Former BNP leader Nick Griffin to emigrate to Hungary 'within six months'
Far-right politician to live abroad despite career-long opposition to immigration.
Nick Griffin, the former leader of the British Nationalist Party, has announced that he intends to move to Hungary "within six months". The far-right politician, who was ousted from the BNP in 2014, said he decided to emigrate to the eastern European country because it has a government that "doesn't want to commit national suicide" which he believes to be "very refreshing from someone coming from the west".
Griffin also praised Hungary for building a border wall to keep out refugees and for providing state help for large Hungarian families.

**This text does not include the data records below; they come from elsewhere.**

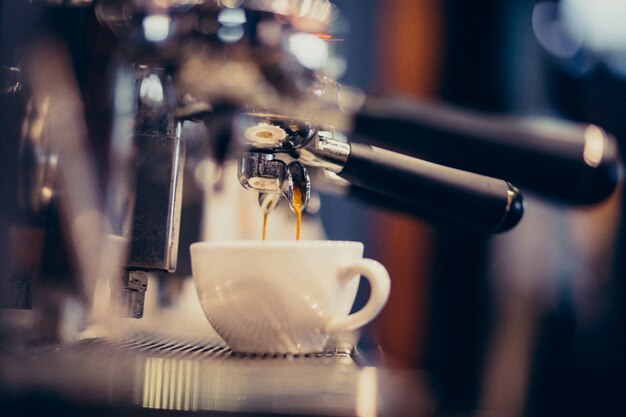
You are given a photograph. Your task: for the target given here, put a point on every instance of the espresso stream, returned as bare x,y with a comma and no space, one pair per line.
297,207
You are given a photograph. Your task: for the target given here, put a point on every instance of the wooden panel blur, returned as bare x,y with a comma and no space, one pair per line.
409,51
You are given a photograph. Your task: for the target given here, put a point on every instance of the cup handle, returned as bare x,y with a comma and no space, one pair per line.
380,283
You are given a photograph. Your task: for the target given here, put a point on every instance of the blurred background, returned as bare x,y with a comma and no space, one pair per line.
530,322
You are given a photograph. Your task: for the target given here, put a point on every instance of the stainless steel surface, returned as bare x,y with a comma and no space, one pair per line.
186,368
329,150
128,294
263,173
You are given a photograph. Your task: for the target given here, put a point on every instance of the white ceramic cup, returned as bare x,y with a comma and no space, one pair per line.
284,296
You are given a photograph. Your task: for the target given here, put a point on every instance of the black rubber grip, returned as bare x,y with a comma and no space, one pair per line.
573,163
480,202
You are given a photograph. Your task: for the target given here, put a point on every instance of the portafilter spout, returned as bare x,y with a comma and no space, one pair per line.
271,177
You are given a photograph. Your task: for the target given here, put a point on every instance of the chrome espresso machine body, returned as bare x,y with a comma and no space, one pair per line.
249,81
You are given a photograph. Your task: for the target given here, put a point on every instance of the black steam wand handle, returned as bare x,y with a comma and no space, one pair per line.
487,204
573,163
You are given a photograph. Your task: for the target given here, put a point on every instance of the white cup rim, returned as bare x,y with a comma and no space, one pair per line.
278,244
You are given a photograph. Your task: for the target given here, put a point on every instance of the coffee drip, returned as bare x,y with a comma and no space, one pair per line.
268,202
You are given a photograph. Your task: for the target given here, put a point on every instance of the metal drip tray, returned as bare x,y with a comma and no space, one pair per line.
147,367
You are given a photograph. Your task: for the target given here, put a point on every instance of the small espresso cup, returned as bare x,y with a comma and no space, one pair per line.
285,296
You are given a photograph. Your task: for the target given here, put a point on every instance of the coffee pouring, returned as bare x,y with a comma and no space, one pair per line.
243,71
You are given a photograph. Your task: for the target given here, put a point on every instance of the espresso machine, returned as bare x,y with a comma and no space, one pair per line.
108,106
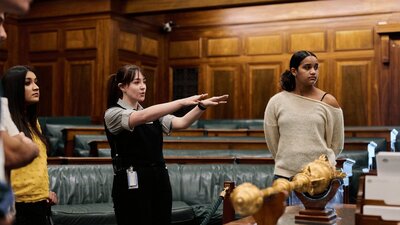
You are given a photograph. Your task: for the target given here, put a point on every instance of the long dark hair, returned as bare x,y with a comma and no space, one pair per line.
124,75
288,81
24,116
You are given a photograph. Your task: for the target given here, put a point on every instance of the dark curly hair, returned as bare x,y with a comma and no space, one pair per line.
288,81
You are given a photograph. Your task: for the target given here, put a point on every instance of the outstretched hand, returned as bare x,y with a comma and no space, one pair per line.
193,100
216,100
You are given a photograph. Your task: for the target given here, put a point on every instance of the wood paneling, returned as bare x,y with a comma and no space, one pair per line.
127,41
394,106
353,81
353,40
235,49
152,6
223,47
264,45
185,49
264,83
226,80
45,73
82,38
80,82
43,41
315,42
149,46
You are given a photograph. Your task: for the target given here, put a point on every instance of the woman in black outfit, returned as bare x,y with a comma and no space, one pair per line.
141,189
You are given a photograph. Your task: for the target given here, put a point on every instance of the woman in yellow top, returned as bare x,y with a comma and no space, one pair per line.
30,183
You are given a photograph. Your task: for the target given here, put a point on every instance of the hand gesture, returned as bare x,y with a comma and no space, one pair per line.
216,100
193,100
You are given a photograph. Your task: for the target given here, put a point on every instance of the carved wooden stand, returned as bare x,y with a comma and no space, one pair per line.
315,211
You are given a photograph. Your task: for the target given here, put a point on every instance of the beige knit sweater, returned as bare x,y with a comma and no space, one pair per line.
298,130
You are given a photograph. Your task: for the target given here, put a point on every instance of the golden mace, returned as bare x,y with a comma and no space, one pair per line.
314,179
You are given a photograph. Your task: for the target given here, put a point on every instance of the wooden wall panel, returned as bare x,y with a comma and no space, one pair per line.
225,80
223,47
353,80
184,49
81,38
127,41
353,40
264,83
80,82
315,42
264,45
45,73
149,46
43,41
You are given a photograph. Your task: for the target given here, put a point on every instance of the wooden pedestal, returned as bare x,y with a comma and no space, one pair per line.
315,211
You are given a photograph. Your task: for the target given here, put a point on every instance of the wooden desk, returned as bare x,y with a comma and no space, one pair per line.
345,213
370,131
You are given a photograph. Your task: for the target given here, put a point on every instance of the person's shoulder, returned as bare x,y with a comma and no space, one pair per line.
331,100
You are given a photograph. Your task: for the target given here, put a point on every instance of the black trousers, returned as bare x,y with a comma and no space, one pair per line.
150,204
36,213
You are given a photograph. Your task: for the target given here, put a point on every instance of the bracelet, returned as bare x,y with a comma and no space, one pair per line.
201,106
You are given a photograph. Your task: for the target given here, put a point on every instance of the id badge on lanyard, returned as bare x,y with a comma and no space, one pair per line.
132,178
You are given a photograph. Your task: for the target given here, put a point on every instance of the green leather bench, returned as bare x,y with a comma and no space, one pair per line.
85,190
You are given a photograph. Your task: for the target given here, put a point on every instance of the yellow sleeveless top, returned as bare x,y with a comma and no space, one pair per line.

The move comes as something of a shock given the anti-immigration views formed a major part of Griffin's entire political career.

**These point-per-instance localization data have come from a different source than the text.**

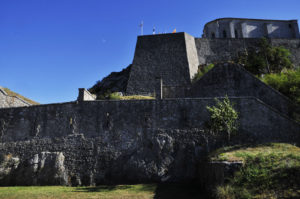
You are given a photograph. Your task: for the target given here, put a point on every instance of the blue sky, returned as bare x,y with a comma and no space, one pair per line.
50,48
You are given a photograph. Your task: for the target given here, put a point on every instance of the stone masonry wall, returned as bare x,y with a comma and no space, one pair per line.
218,50
121,141
10,101
172,57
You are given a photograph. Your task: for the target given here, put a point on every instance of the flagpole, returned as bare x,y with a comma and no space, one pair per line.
142,28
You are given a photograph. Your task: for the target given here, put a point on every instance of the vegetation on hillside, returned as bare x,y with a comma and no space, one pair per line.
202,69
269,171
13,94
266,59
223,118
274,67
287,82
114,82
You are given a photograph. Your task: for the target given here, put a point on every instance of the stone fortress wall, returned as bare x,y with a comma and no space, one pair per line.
251,28
174,58
11,101
89,141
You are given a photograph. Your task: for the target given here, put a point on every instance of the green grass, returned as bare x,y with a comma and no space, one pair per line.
140,191
52,192
11,93
269,171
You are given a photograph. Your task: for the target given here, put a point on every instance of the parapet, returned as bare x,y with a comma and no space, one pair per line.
85,95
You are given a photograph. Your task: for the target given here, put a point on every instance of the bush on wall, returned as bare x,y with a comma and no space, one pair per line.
223,118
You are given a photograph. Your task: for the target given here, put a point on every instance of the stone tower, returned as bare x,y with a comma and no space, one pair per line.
171,58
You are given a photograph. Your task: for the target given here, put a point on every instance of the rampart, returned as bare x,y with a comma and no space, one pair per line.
123,141
218,50
10,101
174,58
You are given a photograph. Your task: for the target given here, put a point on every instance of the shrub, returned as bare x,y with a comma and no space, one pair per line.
201,71
223,117
287,82
266,59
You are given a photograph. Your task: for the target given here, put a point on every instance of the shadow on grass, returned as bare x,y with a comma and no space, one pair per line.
174,191
102,188
161,191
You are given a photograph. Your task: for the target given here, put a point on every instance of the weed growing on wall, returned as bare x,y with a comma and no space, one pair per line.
266,59
201,71
223,118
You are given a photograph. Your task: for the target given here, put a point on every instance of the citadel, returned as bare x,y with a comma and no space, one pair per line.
89,141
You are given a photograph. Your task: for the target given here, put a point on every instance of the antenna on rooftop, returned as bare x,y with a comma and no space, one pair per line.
142,27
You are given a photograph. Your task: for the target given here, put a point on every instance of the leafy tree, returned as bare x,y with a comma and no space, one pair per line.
266,59
223,117
287,82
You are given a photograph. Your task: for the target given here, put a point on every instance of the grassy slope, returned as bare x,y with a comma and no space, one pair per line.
11,93
53,192
269,171
140,191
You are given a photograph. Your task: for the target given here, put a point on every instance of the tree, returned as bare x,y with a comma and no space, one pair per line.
223,118
266,59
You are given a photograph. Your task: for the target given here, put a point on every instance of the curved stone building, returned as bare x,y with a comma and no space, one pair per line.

Speaking to Hungarian website 444, Griffin said: "There's already a sort of nationalist emigre community building up here. There's French, there's Italians and Swedes, and Brits as well, so it's only a trickle at present.

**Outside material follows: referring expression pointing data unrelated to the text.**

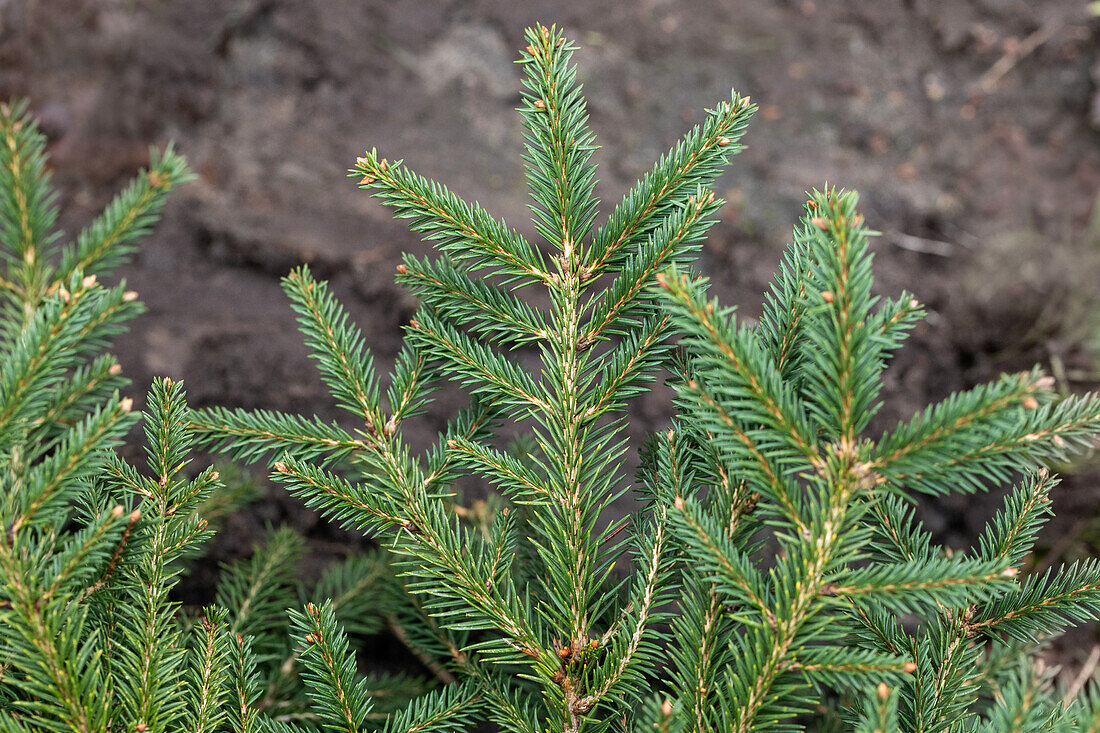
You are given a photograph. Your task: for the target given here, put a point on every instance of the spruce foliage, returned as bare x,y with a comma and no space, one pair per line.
772,577
773,568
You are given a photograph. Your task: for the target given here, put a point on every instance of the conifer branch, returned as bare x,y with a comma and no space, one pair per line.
466,232
696,160
110,239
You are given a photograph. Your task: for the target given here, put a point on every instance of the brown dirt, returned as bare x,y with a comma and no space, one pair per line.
966,124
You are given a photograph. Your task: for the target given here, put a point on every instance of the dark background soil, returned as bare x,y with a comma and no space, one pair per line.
968,126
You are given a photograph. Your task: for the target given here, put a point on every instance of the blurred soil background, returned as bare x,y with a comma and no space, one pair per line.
970,128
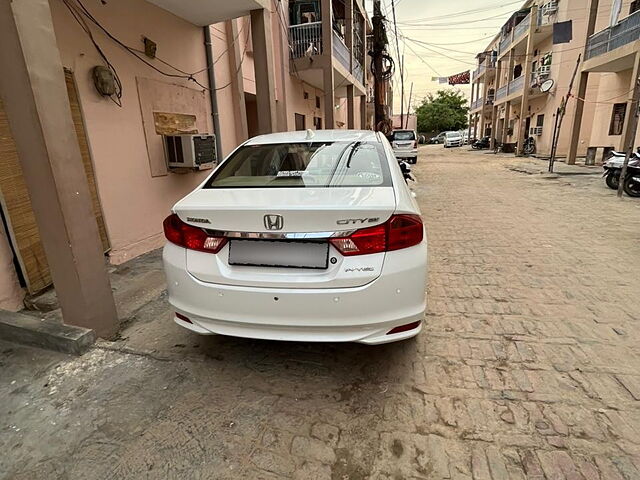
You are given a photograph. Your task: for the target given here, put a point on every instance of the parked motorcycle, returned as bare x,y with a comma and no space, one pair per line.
632,181
481,143
613,168
406,171
529,146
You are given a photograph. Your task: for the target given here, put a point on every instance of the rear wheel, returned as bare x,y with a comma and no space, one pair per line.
612,180
632,187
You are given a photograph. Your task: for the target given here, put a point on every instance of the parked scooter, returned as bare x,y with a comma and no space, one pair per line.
632,180
406,171
481,143
613,167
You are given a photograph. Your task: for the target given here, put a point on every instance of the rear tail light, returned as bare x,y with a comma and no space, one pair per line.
193,238
400,231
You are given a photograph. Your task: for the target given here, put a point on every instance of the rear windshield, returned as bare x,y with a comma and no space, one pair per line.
299,165
408,135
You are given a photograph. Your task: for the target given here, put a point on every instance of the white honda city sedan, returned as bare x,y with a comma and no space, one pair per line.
301,236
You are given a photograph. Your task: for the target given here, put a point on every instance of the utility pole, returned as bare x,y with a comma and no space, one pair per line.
632,128
409,105
401,63
560,116
378,53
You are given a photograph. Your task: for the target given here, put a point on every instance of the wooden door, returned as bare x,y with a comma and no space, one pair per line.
16,203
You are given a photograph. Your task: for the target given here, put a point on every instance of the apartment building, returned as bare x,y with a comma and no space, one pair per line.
522,76
235,69
609,73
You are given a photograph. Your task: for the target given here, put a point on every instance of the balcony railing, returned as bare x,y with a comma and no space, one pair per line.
623,33
522,27
516,85
515,34
504,44
502,92
306,39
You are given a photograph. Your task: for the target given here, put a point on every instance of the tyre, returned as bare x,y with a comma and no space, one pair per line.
632,187
612,180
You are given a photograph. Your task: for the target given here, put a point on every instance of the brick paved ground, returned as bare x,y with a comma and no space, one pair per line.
528,366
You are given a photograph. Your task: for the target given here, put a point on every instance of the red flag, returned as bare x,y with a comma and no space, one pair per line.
463,78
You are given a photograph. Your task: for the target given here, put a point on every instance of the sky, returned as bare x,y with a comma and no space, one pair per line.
452,32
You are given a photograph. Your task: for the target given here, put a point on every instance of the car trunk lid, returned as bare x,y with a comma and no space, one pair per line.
279,235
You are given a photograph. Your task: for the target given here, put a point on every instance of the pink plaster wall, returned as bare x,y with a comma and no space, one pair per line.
134,202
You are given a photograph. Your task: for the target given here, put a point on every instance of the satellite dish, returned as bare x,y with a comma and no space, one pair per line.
546,86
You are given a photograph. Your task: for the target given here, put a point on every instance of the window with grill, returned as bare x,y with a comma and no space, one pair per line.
617,118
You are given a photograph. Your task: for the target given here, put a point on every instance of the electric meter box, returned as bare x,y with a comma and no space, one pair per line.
196,151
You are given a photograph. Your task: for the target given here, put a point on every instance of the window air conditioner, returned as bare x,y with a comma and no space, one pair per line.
544,70
196,151
550,8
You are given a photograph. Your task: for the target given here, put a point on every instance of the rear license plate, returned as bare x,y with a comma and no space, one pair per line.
279,253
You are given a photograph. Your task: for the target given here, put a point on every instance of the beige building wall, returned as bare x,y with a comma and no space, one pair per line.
606,89
134,202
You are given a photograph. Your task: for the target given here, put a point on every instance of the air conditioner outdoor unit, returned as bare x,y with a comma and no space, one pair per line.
550,8
195,151
544,70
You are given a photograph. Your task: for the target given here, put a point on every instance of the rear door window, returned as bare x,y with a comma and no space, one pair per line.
404,135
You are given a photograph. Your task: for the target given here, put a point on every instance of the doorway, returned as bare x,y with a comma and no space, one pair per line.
17,212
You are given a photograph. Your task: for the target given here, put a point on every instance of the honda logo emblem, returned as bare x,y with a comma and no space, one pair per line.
273,222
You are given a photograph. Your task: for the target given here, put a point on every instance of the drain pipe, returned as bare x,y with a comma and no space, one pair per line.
208,47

"I have no doubt at all that when the trouble really begins with al-Qaeda and Isis in western Europe, that trickle is going to become a flood."
He added: "And I hope that Hungary, the Hungarian government, the Hungarian people, will welcome people who are genuine refugees from western Europe but keep out the liberals who have brought western Europe to this state in the first place."
Griffin said he still intends to keep up with political activism while living in Hungary.
When asked where he intends to live in Hungary, the extreme right-winger said that while Budapest is a "fantastic city" he is a country boy by nature so will "probably live somewhere out in the sticks, as we would say in England".